Allevio Pain Management Clinic, Toronto, ON, Canada

Abstract: Lower back pain (LBP) is a global public health issue and is associated with substantial financial costs and loss of quality of life. Over the years, different literature has provided different statistics regarding the causes of the back pain. The following statistic is the closest estimation regarding our patient population. The sacroiliac (SI) joint pain is responsible for LBP in 18%–30% of individuals with LBP. Quadrapolar™ radiofrequency ablation, which involves ablation of the nerves of the SI joint using heat, is a commonly used treatment for SI joint pain. However, the standard Quadrapolar radiofrequency procedure is not always effective at ablating all the sensory nerves that cause the pain in the SI joint. One of the major limitations of the standard Quadrapolar radiofrequency procedure is that it produces small lesions of ~4 mm in diameter. Smaller lesions increase the likelihood of failure to ablate all nociceptive input. In this study, we compare the standard Quadrapolar radiofrequency ablation technique to a modified Quadrapolar ablation technique that has produced improved patient outcomes in our clinic. The methodology of the two techniques are compared. In addition, we compare results from an experimental model comparing the lesion sizes produced by the two techniques. Taken together, the findings from this study suggest that the modified Quadrapolar technique provides longer lasting relief for the back pain that is caused by SI joint dysfunction. A randomized controlled clinical trial is the next step required to quantify the difference in symptom relief and quality of life produced by the two techniques.

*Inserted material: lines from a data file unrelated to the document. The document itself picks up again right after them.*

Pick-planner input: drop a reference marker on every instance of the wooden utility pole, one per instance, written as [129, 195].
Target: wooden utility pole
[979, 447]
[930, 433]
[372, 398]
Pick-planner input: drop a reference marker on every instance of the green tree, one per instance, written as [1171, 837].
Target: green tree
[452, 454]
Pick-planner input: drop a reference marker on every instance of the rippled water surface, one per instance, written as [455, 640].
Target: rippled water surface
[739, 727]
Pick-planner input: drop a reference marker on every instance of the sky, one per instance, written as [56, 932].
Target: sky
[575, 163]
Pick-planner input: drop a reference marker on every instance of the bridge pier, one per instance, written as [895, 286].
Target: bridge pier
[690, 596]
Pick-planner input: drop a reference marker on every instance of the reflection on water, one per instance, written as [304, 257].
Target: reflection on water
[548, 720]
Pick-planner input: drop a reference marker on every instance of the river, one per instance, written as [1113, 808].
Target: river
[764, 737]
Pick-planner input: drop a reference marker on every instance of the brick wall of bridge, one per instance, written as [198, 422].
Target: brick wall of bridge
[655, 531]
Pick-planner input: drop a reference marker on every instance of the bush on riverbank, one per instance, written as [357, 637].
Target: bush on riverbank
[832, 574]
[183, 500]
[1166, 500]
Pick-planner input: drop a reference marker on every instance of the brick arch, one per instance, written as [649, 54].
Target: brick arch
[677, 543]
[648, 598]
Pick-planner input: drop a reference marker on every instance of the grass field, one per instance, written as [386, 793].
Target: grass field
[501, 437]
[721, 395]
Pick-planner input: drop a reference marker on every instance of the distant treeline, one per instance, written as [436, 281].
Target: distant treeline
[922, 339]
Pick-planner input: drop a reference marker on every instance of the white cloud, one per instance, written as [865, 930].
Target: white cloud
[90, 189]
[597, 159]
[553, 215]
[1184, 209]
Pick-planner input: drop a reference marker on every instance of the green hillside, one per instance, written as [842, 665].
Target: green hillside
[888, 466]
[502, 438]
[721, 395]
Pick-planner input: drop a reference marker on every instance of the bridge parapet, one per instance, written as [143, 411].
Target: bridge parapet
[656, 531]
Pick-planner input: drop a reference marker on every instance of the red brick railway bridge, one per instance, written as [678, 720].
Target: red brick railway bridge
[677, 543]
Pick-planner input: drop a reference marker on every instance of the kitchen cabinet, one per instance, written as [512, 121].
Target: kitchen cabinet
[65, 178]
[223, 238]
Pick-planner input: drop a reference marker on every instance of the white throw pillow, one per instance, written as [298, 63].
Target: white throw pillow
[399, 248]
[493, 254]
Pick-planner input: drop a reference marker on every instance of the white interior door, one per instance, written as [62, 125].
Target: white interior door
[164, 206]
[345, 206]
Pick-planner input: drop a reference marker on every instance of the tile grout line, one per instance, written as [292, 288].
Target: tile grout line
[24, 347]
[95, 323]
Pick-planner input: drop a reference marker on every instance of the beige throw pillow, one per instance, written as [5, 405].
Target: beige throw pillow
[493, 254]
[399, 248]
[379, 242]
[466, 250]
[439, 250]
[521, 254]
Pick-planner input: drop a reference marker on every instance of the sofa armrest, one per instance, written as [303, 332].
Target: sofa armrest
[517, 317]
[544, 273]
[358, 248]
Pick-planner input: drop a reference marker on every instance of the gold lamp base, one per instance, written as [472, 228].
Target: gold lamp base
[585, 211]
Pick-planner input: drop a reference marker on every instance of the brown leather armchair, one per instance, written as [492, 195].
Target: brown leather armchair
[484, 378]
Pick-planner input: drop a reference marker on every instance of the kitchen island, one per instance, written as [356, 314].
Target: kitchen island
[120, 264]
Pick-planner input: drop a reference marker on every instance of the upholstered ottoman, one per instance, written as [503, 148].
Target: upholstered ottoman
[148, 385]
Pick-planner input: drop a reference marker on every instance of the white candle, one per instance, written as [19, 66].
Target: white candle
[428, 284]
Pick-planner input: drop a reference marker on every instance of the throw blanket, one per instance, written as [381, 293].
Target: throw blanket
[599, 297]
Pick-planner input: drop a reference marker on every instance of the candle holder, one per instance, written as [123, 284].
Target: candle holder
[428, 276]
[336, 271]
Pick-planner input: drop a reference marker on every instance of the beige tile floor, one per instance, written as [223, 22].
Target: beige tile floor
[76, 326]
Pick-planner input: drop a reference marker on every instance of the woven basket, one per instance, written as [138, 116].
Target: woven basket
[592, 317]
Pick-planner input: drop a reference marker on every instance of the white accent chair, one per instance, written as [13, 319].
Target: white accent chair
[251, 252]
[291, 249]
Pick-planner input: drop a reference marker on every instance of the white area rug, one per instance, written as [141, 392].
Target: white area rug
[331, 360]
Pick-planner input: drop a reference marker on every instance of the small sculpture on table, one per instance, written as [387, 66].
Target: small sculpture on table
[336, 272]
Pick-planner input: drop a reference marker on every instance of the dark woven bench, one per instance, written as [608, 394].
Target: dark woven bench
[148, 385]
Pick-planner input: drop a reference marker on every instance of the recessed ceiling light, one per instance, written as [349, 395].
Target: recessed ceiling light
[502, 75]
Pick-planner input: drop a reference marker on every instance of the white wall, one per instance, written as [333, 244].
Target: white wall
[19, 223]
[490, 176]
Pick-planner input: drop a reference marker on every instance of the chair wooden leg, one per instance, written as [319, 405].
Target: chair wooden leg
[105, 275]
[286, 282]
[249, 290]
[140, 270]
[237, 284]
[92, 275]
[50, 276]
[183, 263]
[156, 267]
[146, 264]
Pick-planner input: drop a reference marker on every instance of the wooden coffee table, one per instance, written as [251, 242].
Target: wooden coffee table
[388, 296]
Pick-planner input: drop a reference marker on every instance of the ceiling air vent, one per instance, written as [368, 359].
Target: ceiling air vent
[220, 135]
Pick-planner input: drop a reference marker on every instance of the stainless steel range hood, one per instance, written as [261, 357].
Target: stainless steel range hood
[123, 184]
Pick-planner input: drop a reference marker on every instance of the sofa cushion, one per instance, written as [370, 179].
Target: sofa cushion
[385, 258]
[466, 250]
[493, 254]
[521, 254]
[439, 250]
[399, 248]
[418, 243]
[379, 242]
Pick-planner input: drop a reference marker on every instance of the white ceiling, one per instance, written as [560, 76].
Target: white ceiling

Keywords: lower back pain, radiofrequency ablation, sacroiliac joint, Quadrapolar radiofrequency ablation

Introduction

Lower back pain (LBP) is defined as any back pain from the ribs to proximal thigh.1,2 LBP is a global public health issue and is associated with substantial financial costs and loss of quality of life.36 In different age groups, the pathology of different structures are responsible for LBP. In adults, aged <45 years, LBP is the most common cause of activity limitations and LBP, after arthritis, is the second most common cause of activity limitations in individuals aged 45–65 years old.1 One well-known cause of LBP is sacroiliac (SI) joint pain.7 SI joint pain is responsible for LBP in 18%–30% of individuals.7

The SI joint plays an important role in load transfer between the spine and lower extremities. The innervation of the SI joint is not well understood. It has been reported that the joint receives innervation from the L4, L5 (L5DR), and the S1-to-S3 dorsal rami along with contributions from S4.810 Others have reported that the SI joint receives innervation from the ventral rami of L4 and L5, the dorsal rami of L5, S1, and S2.11,12 Variability exists between individuals in the path of the sacral lateral branches leaving the posterior foramina. These sacral lateral branches may travel along the surface of the sacrum or run distally into the posterior ligaments.11,12 Findings from immunohistological studies indicate that nociceptors are present throughout the joint capsule and ligaments. Nociceptors are also present throughout the subchondral bone; however, to a lesser extent.13 SI joint pain is often caused by ligament laxity or asymmetric laxity.14,15

Radiofrequency ablation is currently a commonly used treatment for SI joint pain. Radiofrequency ablation involves the ablation of nerves using heat generated from alternating current in the range of 350–500 kHz.16 However, the standard radiofrequency procedures are not always effective at ablating all the sensory nerves. The major limitation of standard radiofrequency ablation is that it produces small lesions (~4 mm in diameter). The smaller the lesion, the higher the likelihood of failure to ablate all nociceptive input. To overcome this limitation, we have developed an alternative technique that we hypothesized would produce larger lesions. In clinic, this technique has been associated with improved patient outcomes including greater reductions in pain (as assessed using the visual analogue scale) and improved quality of life (as assessed using the McGill Quality of Life questionnaire) (unpublished data, Allevio Clinic internal quality control). To investigate whether the modified technique is effective at producing larger lesions, we used an in vitro experimental model using a chicken breast to compare the lesion size produced by the standard and modified technique. Below we describe the standard and modified techniques. We then present findings from experimental model comparing lesion size between the two techniques.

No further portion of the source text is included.